The tropes range from savage mock-ups, like an army recruitment poster reading “MAKE STUFF DEAD” or a front page of The Sun headlined “KEEP FUCKING BUYING”, to clever visual tricks, like a bleak toy model traffic-jam called “Scalectric: Daily Commute” or a withered body peaking out of a spaceship, captioned “Shoot for the moon because if you miss you will die in the vast, cold, emptiness of space.”
WAR is Darren’s second shop after a pop-up ‘payday loans for children’ in North London’s Stroud Green called Pocket Money Loans.

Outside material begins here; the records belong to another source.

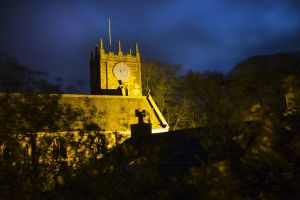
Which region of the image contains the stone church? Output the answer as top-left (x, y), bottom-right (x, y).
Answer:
top-left (61, 39), bottom-right (169, 143)
top-left (0, 36), bottom-right (169, 164)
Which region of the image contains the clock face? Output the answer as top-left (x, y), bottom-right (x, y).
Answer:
top-left (113, 63), bottom-right (129, 81)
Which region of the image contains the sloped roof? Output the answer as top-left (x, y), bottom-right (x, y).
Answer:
top-left (61, 94), bottom-right (168, 132)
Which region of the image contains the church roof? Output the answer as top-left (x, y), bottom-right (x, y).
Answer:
top-left (61, 94), bottom-right (169, 133)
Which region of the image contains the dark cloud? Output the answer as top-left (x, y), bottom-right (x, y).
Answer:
top-left (0, 0), bottom-right (300, 88)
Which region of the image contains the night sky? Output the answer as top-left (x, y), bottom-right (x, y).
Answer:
top-left (0, 0), bottom-right (300, 90)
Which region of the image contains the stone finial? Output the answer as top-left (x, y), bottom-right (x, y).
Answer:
top-left (118, 40), bottom-right (123, 54)
top-left (100, 37), bottom-right (104, 50)
top-left (135, 42), bottom-right (140, 56)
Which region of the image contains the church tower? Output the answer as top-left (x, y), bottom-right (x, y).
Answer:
top-left (90, 38), bottom-right (142, 96)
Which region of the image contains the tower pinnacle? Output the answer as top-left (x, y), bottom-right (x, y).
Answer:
top-left (118, 40), bottom-right (123, 55)
top-left (135, 42), bottom-right (140, 57)
top-left (100, 37), bottom-right (103, 50)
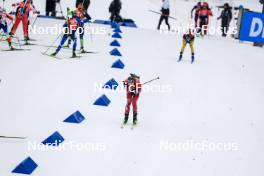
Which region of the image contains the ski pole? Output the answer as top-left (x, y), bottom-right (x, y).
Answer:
top-left (88, 22), bottom-right (93, 43)
top-left (0, 136), bottom-right (26, 139)
top-left (142, 77), bottom-right (160, 85)
top-left (3, 0), bottom-right (5, 9)
top-left (31, 15), bottom-right (38, 27)
top-left (44, 32), bottom-right (64, 54)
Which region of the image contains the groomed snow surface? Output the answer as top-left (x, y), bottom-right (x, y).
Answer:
top-left (0, 0), bottom-right (264, 176)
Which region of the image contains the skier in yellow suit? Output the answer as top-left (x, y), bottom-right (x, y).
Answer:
top-left (178, 29), bottom-right (195, 63)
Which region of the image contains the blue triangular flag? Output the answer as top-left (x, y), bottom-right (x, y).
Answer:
top-left (110, 48), bottom-right (122, 56)
top-left (112, 59), bottom-right (125, 69)
top-left (103, 78), bottom-right (118, 90)
top-left (110, 40), bottom-right (121, 47)
top-left (42, 131), bottom-right (64, 146)
top-left (12, 157), bottom-right (38, 175)
top-left (94, 95), bottom-right (111, 106)
top-left (113, 28), bottom-right (122, 33)
top-left (112, 32), bottom-right (122, 39)
top-left (63, 111), bottom-right (85, 123)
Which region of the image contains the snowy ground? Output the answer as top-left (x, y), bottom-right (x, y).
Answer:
top-left (0, 1), bottom-right (264, 176)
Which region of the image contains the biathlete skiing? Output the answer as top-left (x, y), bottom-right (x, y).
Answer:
top-left (65, 3), bottom-right (92, 53)
top-left (123, 73), bottom-right (142, 128)
top-left (51, 11), bottom-right (83, 58)
top-left (178, 29), bottom-right (195, 63)
top-left (0, 7), bottom-right (14, 50)
top-left (10, 0), bottom-right (39, 45)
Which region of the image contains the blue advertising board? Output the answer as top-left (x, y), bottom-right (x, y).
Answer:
top-left (239, 12), bottom-right (264, 43)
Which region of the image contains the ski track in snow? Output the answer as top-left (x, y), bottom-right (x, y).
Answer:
top-left (0, 0), bottom-right (264, 176)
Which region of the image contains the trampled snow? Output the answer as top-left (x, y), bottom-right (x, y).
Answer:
top-left (0, 0), bottom-right (264, 176)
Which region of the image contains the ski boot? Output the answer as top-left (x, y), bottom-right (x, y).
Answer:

The shop offered ‘pocket-money-day loans’ at rates of 5000% APR, in scathing parody of “Oakam Loans, Speedy Cash, Wonga, ToothFairy Finance,” and others “that all target children with their advertising…as both a means of persuading their parents, but also as a way to groom the next generation of indebted customers,” says Cullen. The posters for that read: “Nivea Pro-Ageing Cream (Dramatically Reduces the Appearance of Childhood”, “Tooth Fairy – Healthy Teeth Brought For £££”, and “Apply For A Bouncy Castle Mortgage Today (Or Remortgage Your Existing Bouncy Castle To Pay For Improvements)”
The magic of these images is their ability to produce a creeping sense of horror at how unrelentingly accurate they are. He manages to nail, again and again, the all too slight change of perspective needed to unmask the brutalities everywhere around us, changing forever how we see the world. After the laughter, after the shock value, browsing an abundance of Cullen’s work is an unnervingly emotive experience. Many, in fact, appeared to be weeping towards the end of the opening. Though this was, to be fair, at least in part due to the ominous barrel of Darren’s homemade “sports wine” being dished out – the half-fizzy, heart-attack, heartfelt tribute to Buckfast, a yeasty mixture of rotten grapes and Boost energy drink that quickly ruined your vision. “Come for the sports wine, stay for the fight you start after the sports wine!”, read the invite.
Highly recommended. Open, “almost everyday”.